Puisi yang isinya adalah alam semesta, seluruh kehidupan, maka perlulah kita yang
mau jadi penyair mengenal, lebih baik, mengalami kehidupan, sehingga tiada yang
luka baginya dalam sifat-sifat jiwa penyair dan lagi harus kata HB Jassin
memiliki pengetahuan yang luas supaya pertimbangan menulis dan jiwa puisi tidak
berat sebelah. Kalau berat sebelah berarti ada yang sakit, untuk itulah
penyakit itu harus kita obati dengan puasa dan puisi. Apa yang sudah menjadi
puisi sebagai dasar bagi penyair, juga harus dijadikan bahan refleksi kualitas
puisi.
Posisi
penyair sebenarnya sangat agung dimata Tuhan, tapi juga sangat buruk dimata
manusia dan Tuhan, jika jiwa penyair tidak jernih bahkan mengotori jiwanya, dan
orang yang mengotori jiwanya, dialah penyair yang dikutuk oleh Tuhan, itulah
penyair sakit.
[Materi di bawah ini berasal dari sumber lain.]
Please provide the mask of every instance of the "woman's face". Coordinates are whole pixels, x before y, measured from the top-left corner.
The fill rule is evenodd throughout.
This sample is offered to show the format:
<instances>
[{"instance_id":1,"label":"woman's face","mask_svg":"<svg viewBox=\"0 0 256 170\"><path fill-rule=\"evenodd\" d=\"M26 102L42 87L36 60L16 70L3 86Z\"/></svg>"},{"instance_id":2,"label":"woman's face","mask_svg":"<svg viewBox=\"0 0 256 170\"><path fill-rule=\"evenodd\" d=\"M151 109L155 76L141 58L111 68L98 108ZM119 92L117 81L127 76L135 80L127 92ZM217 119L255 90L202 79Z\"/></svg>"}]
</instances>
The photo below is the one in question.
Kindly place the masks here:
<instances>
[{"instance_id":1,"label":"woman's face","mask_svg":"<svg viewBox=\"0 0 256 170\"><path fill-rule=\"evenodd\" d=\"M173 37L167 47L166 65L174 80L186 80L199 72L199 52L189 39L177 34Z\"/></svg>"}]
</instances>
Momentum puasa ini sebenarnya memiliki makna untuk menyucikan
jiwa dan pikiran untuk menjaga tatanan kehidupan manusia dan alam semesta. Ketika
puisi-puisi kita benar-benar jernih, maka kita tidak akan pergi dalam kelam.
Apa yang
dimaksud dengan puisi adalah sesuatu yang lahir lewat rahim imajinasi dan
intuisi atau dengan bahasa lain lewat ketukan-ketukan imajinasi dan intuisi.
Mengapa penulis berkata demikian, karena kalau kita mengatakan akal yang
melahirkan puisi tidak mungkin, karena akal terbatas kata filsuf Prancis Henri
Bergson. Mengapa puasa penting dalam mencarian puisi, karena puasa memiliki
spirit untuk menjernihkan pencarian, memahami puisi dan melahirkan puisi. Sastra
yang baik kata Arief Budiman adalah sastra yang berarti bagi seseorang.
Kita rasa,
setelah cukup lama terperangkap dalam konsep “penyair harus sakit/risau/galau”,
sudah waktunya kita mengembangkan konsep sastra yang lebih kontekstual-progresif-transformatif,
yang bukan hanya menyembuhkan penyakit sombong, tapi kita lebih halus, lebih
kreatif karena di sana kita dapat menemukan ide-ide segar. Hanya dengan sikap
seperti ini saya rasa, kita dapat mengembangkan sastra ke depan kembali lagi ke
bumi yang riil, tidak gelap dan mengawang-ngawan dalam ketororan imajinasi.